With designs that spark the imagination and bring fantasies to life, Adriano says his concepts are inspired by everyday life and put into a sweet form. “Childhood, supermarkets, food fads, eating out, even going to the theatre – it’s just life experience,” he says.

So what’s next for Zumbo? “They always want something bigger and better,” he says of whether he can continue to create desserts that surprise and awe TV viewers. “Who knows, if I get another crack at [appearing on Masterchef], maybe I’d do something simple – that would really shock them. Once you get to a certain point, you need to go backwards. For me, I’d try to go back to more basic things flavour-wise: simple and tasty.”

Adriano is not one to follow trends, he says he’d rather be unpredictable. “I think life’s about excitement,” he says. “Everybody looks at me and says you can’t do this, you can’t do that, but why not? Everybody else is following the same path, why do I have to follow it? I want to keep changing wherever I go – create the unexpected.”

Much like his straightforward idea on a good coffee, Adriano adopts a similar philosophy to life. “One of the greatest things about this job is the reward from hearing positive remarks about my desserts… you get the bad with the good but you can’t be perfect in life,” he says. “Sometimes you start to forget what you’re doing but you have to remember what’s important in life, remember what you used to do, go back to it and keep going.”

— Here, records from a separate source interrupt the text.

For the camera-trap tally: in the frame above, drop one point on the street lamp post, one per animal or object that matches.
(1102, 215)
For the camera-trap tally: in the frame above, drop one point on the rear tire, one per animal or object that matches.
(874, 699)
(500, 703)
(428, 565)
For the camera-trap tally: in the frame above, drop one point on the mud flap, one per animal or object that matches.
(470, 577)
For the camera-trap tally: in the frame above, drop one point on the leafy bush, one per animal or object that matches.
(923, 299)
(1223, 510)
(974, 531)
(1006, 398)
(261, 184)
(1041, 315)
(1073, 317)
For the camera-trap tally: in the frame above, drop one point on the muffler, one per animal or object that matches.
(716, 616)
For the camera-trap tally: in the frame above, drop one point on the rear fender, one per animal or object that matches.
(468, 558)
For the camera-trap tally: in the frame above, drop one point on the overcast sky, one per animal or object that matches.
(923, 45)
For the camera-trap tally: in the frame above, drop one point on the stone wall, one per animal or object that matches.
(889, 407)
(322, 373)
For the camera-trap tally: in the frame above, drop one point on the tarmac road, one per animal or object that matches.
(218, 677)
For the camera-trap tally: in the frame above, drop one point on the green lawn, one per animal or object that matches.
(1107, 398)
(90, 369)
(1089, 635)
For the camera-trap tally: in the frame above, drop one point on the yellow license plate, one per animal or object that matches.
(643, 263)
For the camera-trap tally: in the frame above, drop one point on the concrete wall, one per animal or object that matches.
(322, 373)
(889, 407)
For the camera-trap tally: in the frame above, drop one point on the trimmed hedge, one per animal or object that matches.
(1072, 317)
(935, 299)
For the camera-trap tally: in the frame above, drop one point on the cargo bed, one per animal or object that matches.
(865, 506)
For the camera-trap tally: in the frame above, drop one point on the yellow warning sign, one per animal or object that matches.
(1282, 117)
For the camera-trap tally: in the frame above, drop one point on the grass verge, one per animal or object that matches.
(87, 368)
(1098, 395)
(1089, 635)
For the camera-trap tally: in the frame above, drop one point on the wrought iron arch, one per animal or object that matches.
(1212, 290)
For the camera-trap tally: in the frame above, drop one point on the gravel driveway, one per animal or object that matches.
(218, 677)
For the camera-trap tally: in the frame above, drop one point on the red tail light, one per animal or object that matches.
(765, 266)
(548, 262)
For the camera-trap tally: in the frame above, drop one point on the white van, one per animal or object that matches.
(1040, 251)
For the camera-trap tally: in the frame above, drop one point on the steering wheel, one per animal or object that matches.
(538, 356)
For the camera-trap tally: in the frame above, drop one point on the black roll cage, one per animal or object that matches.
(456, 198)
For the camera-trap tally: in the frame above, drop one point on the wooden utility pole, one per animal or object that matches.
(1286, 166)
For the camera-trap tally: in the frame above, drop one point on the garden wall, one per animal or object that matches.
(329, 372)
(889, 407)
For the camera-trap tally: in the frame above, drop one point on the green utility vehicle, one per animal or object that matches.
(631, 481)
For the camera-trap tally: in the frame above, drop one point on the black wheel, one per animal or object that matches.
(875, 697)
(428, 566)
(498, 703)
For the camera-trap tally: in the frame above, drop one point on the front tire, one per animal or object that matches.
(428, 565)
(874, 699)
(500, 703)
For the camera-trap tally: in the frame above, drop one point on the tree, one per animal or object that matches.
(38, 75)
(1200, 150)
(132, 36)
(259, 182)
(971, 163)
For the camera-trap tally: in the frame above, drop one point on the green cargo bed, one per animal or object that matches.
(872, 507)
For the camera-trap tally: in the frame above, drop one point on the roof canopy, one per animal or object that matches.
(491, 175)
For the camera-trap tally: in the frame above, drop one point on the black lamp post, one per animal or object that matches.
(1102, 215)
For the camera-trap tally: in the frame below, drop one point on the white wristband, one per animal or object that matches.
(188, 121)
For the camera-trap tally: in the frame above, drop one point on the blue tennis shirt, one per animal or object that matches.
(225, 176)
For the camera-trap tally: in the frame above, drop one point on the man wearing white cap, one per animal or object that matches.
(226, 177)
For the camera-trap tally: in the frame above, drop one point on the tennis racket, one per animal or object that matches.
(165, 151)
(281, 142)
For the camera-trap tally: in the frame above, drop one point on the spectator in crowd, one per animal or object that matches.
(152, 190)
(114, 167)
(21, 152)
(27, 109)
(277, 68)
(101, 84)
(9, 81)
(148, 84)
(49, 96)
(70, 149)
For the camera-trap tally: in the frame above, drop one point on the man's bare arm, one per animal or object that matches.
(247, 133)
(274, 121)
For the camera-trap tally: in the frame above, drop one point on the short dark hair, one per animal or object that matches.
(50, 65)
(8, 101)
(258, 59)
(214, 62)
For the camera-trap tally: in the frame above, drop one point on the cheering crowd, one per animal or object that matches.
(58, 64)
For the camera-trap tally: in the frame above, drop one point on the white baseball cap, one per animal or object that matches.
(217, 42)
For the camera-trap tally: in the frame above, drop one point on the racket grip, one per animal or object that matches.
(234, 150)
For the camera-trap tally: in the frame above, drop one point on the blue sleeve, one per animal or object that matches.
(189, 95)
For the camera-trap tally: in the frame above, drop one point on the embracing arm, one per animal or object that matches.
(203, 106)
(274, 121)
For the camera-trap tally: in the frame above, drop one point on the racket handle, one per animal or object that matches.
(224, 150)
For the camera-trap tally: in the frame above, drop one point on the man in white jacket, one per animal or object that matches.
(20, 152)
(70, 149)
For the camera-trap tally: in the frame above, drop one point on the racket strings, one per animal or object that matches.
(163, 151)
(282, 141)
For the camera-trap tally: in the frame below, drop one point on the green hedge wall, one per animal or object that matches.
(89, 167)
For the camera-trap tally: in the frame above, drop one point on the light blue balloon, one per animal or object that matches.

On the subject of food, Adriano says he’s always keen to have a coffee inspired item in his offerings. Currently, customers can salivate over a coffee crème brûlée macaron and a coffee tart, called Toby’s Got Ed’s Ball. This is Adriano’s version of tiramisu in a tart, consisting of pâte sucrée, flourless chocolate biscuit, mascarpone crème légère, coffee brûlée, baked hazelnut crème and a chocolate ball with an espresso shot in the middle.

While there is not an abundance of coffee-inspired desserts on Zumbo’s menu, in contrast, he notes the choice of coffee in Sydney has rapidly expanded since he first moved to Balmain seven years ago.

“Everyone drinks and loves coffee to the point that everyone is now critical of the coffee they buy,” he says. “Everyone is getting off the International Roast and Nescafé and into specialty coffee.”
Travelling regularly to Melbourne, Adriano admits the coffee culture is very different between the two cities. “There’s a lot of passion in Sydney, but it’s a bit funkier in Melbourne,” he says. “Sydney caters for the masses but Melbourne has cool, unique boutiques. It’s something you don’t see that much of in Sydney.”

With the opportunity to meet people from all corners of the culinary world, Adriano says this is an industry he likes. “It’s a good lifestyle, if you love it. If you don’t love it, you get trapped and you can’t get a away from it. You’ve got to love the lifestyle.”